Nos últimos anos, a ciência tem mostrado que o intestino e o cérebro comunicam de forma constante, e que uma alimentação equilibrada pode ser uma aliada importante do bem-estar emocional.
Neste artigo, explicamos de que forma a alimentação afeta a saúde mental, que nutrientes ajudam a cuidar da mente e que pequenos hábitos pode adotar já hoje.
De que forma a alimentação e saúde mental estão interligadas?
O intestino é por vezes chamado de “segundo cérebro”, e não é por acaso. É lá que se produz grande parte da serotonina, um dos neurotransmissores ligados à sensação de bem-estar.

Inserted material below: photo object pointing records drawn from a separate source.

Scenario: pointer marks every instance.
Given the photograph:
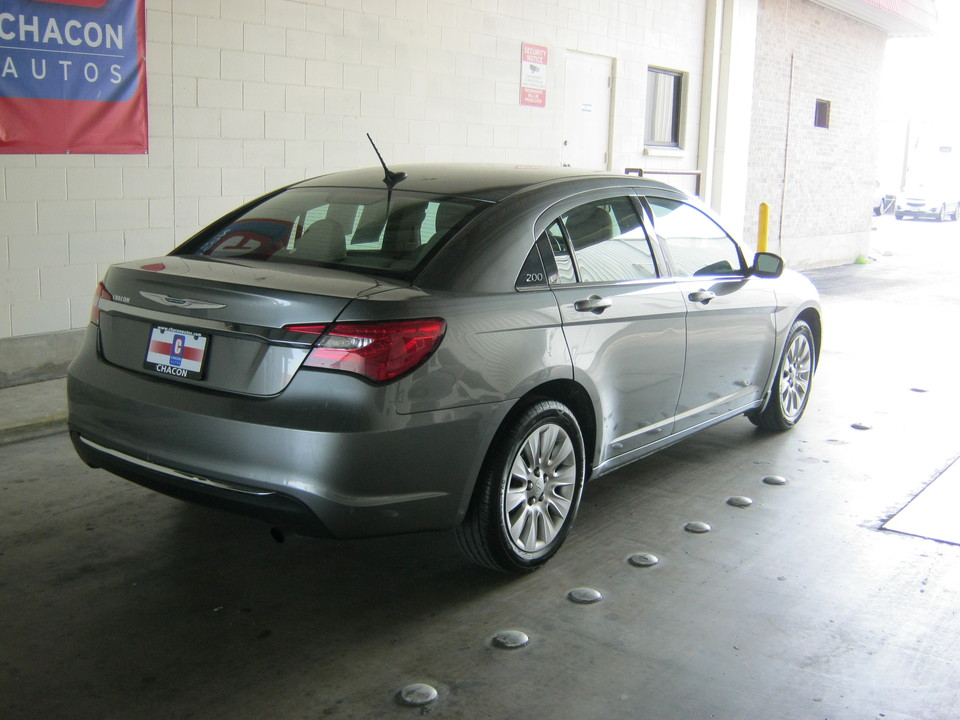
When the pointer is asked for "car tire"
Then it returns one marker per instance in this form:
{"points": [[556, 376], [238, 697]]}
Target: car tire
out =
{"points": [[792, 385], [528, 491]]}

Quando a alimentação é pobre e desequilibrada, este sistema fica comprometido. Já uma dieta variada ajuda a manter estáveis os níveis de energia e de humor ao longo do dia.
Além disso, as oscilações bruscas de açúcar no sangue, provocadas por refeições muito ricas em açúcar e farinhas refinadas, podem contribuir para irritabilidade, cansaço e dificuldade de concentração.
Que nutrientes fazem bem à mente?
Alguns nutrientes destacam-se pelo seu papel no funcionamento do cérebro e na regulação do humor.

1. Ómega 3
Estas gorduras saudáveis são fundamentais para o cérebro. Encontram-se em peixes gordos (salmão, sardinha, cavala), nozes e sementes de linhaça e chia.
2. Vitaminas do complexo B
Participam na produção de energia e de neurotransmissores. Estão presentes nos cereais integrais, nos ovos, nas leguminosas e nos vegetais de folha verde.
3. Magnésio
Associado ao relaxamento e à gestão do stress, encontra-se nos frutos secos, nas leguminosas, no chocolate preto e nos vegetais verdes.
4. Triptofano
É a partir deste aminoácido que o corpo produz serotonina. Aparece em alimentos como ovos, laticínios, banana, aveia e frutos secos.
Que alimentos convém moderar?
Tão importante como o que se acrescenta é o que se reduz. O consumo excessivo de açúcar, de alimentos ultraprocessados e de álcool está associado a maiores oscilações de humor e a uma sensação de cansaço.
A ideia não é proibir, mas encontrar equilíbrio: quanto mais natural e variada for a base da sua alimentação, melhor tende a ser o seu bem-estar.
Pequenos hábitos que fazem a diferença
Cuidar da alimentação para apoiar a saúde mental não exige grandes revoluções. Comece por gestos simples:
- Fazer refeições regulares, para evitar quedas de energia;
- Incluir fruta e legumes em todas as refeições;
- Preferir cereais integrais aos refinados;
- Beber água ao longo do dia;
- Comer com calma e atenção, sem ecrãs.

Cuide do prato para cuidar da mente
A alimentação não substitui o acompanhamento psicológico ou médico quando ele é necessário, mas é uma peça valiosa do puzzle do bem-estar.
Ao dar mais atenção àquilo que come, está também a cuidar da forma como se sente. Comece com uma pequena mudança de cada vez e repare em como o seu corpo e a sua mente respondem.